Wave and wild wind and foreign shore
Possess the flower of English land--
Lips that thy lips shall kiss no more,
Hands that shall never clasp thy hand.
What profit now that we have bound
The whole round world with nets of gold,
If hidden in our heart is found
The care that groweth never old?
What profit that our galleys ride,
Pine-forest like, on every main?
Ruin and wreck are at our side,
Grim warders of the House of pain.
Where are the brave, the strong, the fleet?

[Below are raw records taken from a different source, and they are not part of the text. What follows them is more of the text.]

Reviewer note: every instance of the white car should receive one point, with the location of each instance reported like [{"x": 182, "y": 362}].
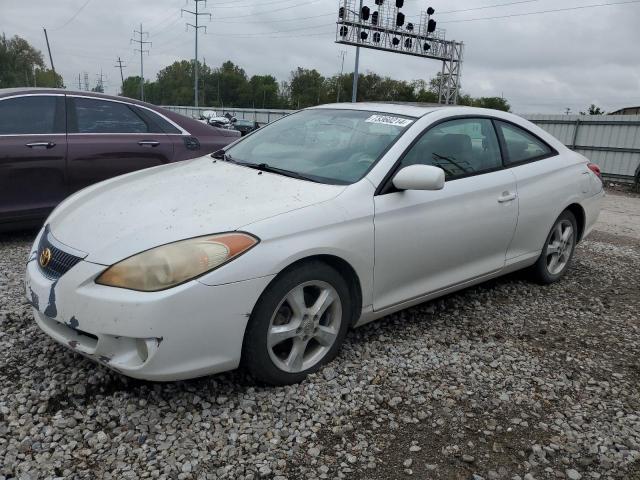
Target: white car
[{"x": 266, "y": 254}]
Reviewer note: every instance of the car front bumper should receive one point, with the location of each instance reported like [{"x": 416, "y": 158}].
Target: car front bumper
[{"x": 184, "y": 332}]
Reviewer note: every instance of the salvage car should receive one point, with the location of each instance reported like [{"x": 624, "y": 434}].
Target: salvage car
[
  {"x": 55, "y": 142},
  {"x": 245, "y": 126},
  {"x": 268, "y": 253}
]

Where is our English chivalry?
Wild grasses are their burial-sheet,
And sobbing waves their threnody.
O loved ones lying far away,
What word of love can dead lips send?
O wasted dust! O senseless clay!
Is this the end? is this the end?
Peace, peace! we wrong the noble dead
To vex their solemn slumber so;
Though, childless, and with thorn-crowned head,
Up the steep road must England go,
Yet when this fiery web is spun,
Her watchmen shall descry from far
The young Republic like a sun
Rise from these crimson seas of war.
OSCAR WILDE.
* * * * *
AMERICA TO GREAT BRITAIN.
All hail; thou noble land,
Our Fathers' native soil!
O, stretch thy mighty hand,
Gigantic grown by toil,
O'er the vast Atlantic wave to our shore!
For thou with magic might
Canst reach to where the light
Of Phoebus travels bright
The world o'er!
The genius of our clime
From his pine-embattled steep
Shall hail the guest sublime;
While the Tritons of the deep
With their conchs the kindred league shall proclaim.